It was announced earlier today that the Thuringian Superintendent Dr. Kristin Jahn (45) is the new General Secretary of the German Evangelical Church Congress, following a special online meeting of the Kirchentag presidium. Kristin Jahn succeeds Julia Helmke, who did not extend her term of office and returned to the service of the Evangelical Lutheran Church of Hanover on October 1, 2021. Her successor will take up her new office in February 2022.

Kristin Jahn is a theologian and holds a doctorate in literature. She is no stranger to the Kirchentag. In 2019 she preached at the closing service of the Kirchentag on the floating stage in Dortmund's Westfalenpark.

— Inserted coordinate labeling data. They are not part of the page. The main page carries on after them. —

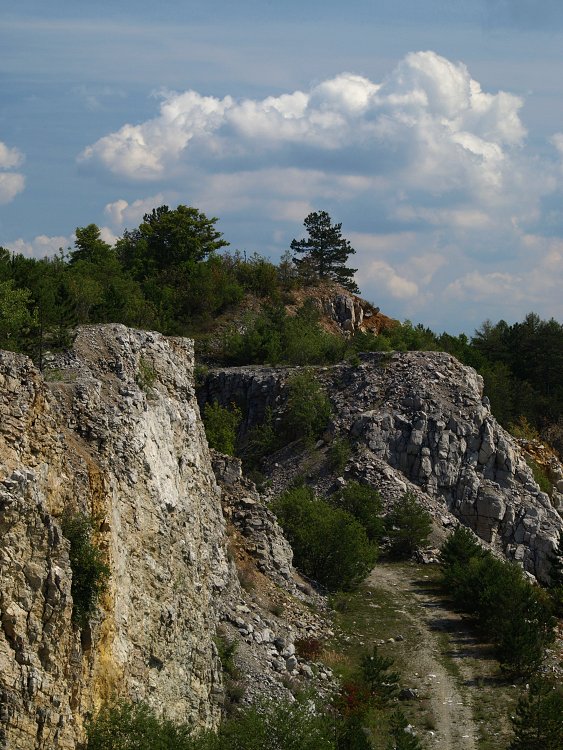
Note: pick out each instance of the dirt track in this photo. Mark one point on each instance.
(455, 728)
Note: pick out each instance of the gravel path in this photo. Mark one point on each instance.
(455, 728)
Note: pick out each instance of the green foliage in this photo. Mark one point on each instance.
(329, 545)
(364, 503)
(221, 425)
(540, 476)
(512, 613)
(538, 723)
(307, 410)
(325, 251)
(90, 574)
(273, 337)
(277, 726)
(400, 738)
(126, 726)
(408, 526)
(383, 683)
(146, 375)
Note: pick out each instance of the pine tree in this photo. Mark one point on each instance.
(325, 251)
(401, 739)
(538, 724)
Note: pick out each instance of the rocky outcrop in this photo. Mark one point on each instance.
(341, 311)
(243, 507)
(116, 433)
(422, 415)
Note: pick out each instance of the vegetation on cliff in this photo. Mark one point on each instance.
(169, 275)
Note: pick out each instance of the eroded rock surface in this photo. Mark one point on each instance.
(420, 418)
(116, 433)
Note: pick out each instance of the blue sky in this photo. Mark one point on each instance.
(432, 130)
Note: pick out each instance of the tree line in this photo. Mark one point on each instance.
(172, 274)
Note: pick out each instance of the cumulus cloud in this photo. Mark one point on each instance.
(41, 246)
(432, 176)
(428, 122)
(121, 213)
(11, 183)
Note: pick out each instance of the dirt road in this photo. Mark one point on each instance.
(432, 654)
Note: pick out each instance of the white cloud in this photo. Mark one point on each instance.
(434, 180)
(121, 213)
(11, 183)
(428, 124)
(10, 158)
(384, 276)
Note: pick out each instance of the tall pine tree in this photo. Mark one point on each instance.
(325, 251)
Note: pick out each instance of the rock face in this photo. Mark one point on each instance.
(117, 434)
(421, 418)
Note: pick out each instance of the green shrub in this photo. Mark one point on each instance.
(401, 739)
(128, 726)
(538, 723)
(408, 527)
(329, 545)
(512, 613)
(146, 376)
(308, 408)
(277, 726)
(364, 503)
(90, 574)
(221, 425)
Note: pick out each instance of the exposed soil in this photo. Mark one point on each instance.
(457, 677)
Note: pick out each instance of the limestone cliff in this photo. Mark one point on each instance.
(115, 433)
(416, 420)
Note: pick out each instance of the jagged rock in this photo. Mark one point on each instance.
(419, 421)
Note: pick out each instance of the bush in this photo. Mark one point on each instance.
(538, 723)
(277, 726)
(262, 440)
(364, 503)
(329, 545)
(307, 410)
(515, 615)
(89, 573)
(400, 738)
(221, 425)
(408, 527)
(339, 453)
(127, 726)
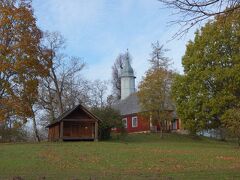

Kristin Jahn comes from the Evangelical Church in Central Germany (EKM), where she has been the superintendent of the Altenburger Land Kirchenkreis (roughly equivalent to an Anglican deanery or Methodist circuit) since 2017. She has accompanied its restructuring into an open and opportunity-oriented volunteer church. Previous stations were the Wittenberg Stadtkirche and Vachdorf/Meinigen. A popular preacher, she is part of the EKM's religious broadcasting team and winner of the ecumenical preaching award from the German Business Publishing House.picture: Kristin Jahn

Thomas de Maizière, President of the German Evangelical Church Congress, is delighted with the appointment: "Kristin Jahn knows how to open hearts and inspire change with profound, powerful messages. She convinces with her clear demeanour and her decisive advocacy for our democracy. The Kirchentag will also benefit greatly in its future processes from her leadership experience in a region where Christian beliefs have not been a matter of course for some time."

As general secretary, Kristin Jahn takes on the leadership of the six-member board of the Kirchentag, the so-called Kollegium, and responsibility for employees located both in Fulda and in Nuremberg, the city of the Kirchentag in 2023. She is responsible for the strategic development and the content orientation of the Kirchentag as well as accompanying it volunteer governing bodies.

Kristin Jahn is enthusiastic about the tasks ahead: "For me, the Kirchentag is a different form of church apart from its institutional form. It shines through society in the mirror of the Scriptures. It is the place where we celebrate a temporary community and together address burning questions as we search for answers. The Kirchentag therefore sends out important signals for politics and society. I am very much looking forward to shaping this Kirchentag together with the many full-time and voluntary workers and to providing clear impetus."